George Ryan used to be governor of one of the greatest states in the nation. Now he's just another of 45,400 people from Illinois locked up as common criminals.

And he's an embarrassment to the 12 million people who live outside jail cells in Illinois. Ryan is the third governor in recent history to have traded in his pinstripes for a prison outfit.

The former governor is now just another inmate without remorse. He insists he's innocent and has been wronged by the system. Just before being escorted into prison through the back door, beyond the glare of the public eye, Ryan declared he has a "clear conscience."

No doubt Ryan will ponder his legacy as he serves whatever he will of his 6½-year sentence. He did do some good things for the state -- and for those who truly were wrongly imprisoned on death row.

But one would hope that, in the long, lonely hours of confinement, Ryan will discover repentance and be accountable for his crimes against the people of Illinois. Even if he arrogantly and wrongly continues to believe that he, personally, is not corrupt, can he at least be sorry for the corruption that occurred under his watch that resulted in the death of six children, the children of the Rev. Scott and Janet Willis? They were killed in a crash that has a link to bribery in the secretary of state's office Ryan once led.

But the Willises -- and the public -- have the gratification of knowing that Ryan, for all his clout and influential legal aid, didn't get away with his crime and could not postpone his jail time anymore.

Sadly, Ryan is one of many who has helped keep Illinois near the top of the list of the most corrupt states in the country. In its report to Congress in 2005, the U.S. Department of Justice Public Integrity Section noted that in the northern district of the Illinois U.S. attorney's office, which successfully prosecuted Ryan, there were 453 federal public corruption convictions from 1996 through 2005. Only the southern district of Florida had more, with 576.

Where's our outrage over this? Yes, we might be understandably cynical to the point of submission. But we can't capitulate to the culture of corruption. At some point, there has to be the kind of backlash to this entrenched thievery of public trust and tax dollars that will evoke change.

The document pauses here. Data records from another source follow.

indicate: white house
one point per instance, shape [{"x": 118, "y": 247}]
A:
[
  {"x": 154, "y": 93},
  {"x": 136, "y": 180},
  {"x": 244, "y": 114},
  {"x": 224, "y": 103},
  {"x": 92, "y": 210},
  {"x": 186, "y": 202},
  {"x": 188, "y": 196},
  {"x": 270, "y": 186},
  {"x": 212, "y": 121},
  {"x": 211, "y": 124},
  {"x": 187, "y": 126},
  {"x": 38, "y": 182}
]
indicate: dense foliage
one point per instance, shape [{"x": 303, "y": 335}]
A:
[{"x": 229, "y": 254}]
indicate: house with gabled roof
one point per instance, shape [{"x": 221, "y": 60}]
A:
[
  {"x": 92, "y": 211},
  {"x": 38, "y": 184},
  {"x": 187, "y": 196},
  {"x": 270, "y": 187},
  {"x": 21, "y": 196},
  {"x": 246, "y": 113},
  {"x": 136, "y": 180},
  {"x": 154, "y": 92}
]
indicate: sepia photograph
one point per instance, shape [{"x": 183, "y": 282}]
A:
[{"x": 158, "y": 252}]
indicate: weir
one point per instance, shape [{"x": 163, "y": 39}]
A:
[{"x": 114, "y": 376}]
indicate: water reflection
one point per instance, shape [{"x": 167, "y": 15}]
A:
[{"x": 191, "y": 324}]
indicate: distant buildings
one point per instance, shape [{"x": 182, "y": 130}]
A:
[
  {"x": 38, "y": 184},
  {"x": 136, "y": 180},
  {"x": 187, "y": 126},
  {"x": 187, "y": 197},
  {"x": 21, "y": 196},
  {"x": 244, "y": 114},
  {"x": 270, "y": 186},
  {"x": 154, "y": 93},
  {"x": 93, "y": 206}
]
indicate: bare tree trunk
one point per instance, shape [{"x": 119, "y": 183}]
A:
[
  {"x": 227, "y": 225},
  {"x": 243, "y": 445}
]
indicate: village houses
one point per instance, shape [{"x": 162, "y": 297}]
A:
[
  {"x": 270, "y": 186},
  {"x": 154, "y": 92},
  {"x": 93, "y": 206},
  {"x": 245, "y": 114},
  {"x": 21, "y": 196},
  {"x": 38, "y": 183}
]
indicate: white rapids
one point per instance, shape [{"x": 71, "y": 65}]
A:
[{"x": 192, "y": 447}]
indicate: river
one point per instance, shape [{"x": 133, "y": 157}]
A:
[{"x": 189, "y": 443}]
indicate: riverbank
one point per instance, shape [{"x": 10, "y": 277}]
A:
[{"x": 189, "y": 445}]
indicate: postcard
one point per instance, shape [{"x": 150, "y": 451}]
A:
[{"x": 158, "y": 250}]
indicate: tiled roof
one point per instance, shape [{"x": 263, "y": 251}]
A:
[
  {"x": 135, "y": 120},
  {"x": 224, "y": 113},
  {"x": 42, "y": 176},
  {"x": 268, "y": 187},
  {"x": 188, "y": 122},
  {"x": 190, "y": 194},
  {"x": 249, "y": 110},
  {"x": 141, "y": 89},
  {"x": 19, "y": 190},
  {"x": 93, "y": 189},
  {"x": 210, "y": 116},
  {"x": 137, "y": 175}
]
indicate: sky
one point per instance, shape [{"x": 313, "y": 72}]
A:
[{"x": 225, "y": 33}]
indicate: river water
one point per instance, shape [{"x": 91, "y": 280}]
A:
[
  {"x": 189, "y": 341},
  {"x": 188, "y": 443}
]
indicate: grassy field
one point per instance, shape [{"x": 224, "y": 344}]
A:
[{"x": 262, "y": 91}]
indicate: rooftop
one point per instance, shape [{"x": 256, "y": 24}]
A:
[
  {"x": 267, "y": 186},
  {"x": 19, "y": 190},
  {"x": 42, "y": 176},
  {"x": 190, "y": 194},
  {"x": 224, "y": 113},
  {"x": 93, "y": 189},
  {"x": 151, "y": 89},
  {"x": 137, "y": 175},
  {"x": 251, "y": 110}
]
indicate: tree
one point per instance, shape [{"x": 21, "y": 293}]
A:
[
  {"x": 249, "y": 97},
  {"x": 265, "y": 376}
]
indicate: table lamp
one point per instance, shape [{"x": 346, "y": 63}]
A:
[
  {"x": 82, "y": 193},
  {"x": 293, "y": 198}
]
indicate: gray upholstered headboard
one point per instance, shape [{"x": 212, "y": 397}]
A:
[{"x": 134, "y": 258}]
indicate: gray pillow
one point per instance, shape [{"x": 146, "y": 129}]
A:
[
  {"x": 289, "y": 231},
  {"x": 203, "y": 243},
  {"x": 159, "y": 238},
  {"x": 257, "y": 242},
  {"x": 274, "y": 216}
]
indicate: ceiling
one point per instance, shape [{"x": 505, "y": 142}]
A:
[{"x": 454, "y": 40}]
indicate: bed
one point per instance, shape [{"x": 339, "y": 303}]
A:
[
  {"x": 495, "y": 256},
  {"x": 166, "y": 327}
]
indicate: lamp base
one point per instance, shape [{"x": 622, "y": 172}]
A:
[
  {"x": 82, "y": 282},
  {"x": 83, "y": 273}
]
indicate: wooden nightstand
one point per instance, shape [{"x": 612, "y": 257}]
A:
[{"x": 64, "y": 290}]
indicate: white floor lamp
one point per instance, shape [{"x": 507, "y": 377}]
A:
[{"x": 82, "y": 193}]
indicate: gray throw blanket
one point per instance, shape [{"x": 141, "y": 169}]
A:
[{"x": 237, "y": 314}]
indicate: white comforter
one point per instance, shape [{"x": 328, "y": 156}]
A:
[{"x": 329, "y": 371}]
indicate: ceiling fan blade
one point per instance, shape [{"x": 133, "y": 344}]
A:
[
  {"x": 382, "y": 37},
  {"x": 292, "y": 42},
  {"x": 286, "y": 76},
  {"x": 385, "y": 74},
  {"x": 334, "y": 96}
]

Take, for example, what is happening in New Jersey, which has had 317 such corruption convictions. People there are fed up. According to Gannett New Jersey -- which in 2003 published a series "Profiting from public service"-- the legislature there has since ended its nepotism, passed 23 ethics reforms laws -- 23! -- and has made progress in ending pay-to-play, the corruption-prone system of awarding government contracts in exchange for political contributions that is entrenched in Illinois. Eighty-three New Jersey towns took the initiative of passing their own bans on pay-to-play. And the Star Ledger in Newark reports that in Tuesday's New Jersey Assembly elections, "Several of the new senators-elect … made ethics a centerpiece of their campaigns."

A New Jersey assemblyman told Gannett that attitudes about corruption are changing: "It is getting better every day."

Oh, for the same in Illinois.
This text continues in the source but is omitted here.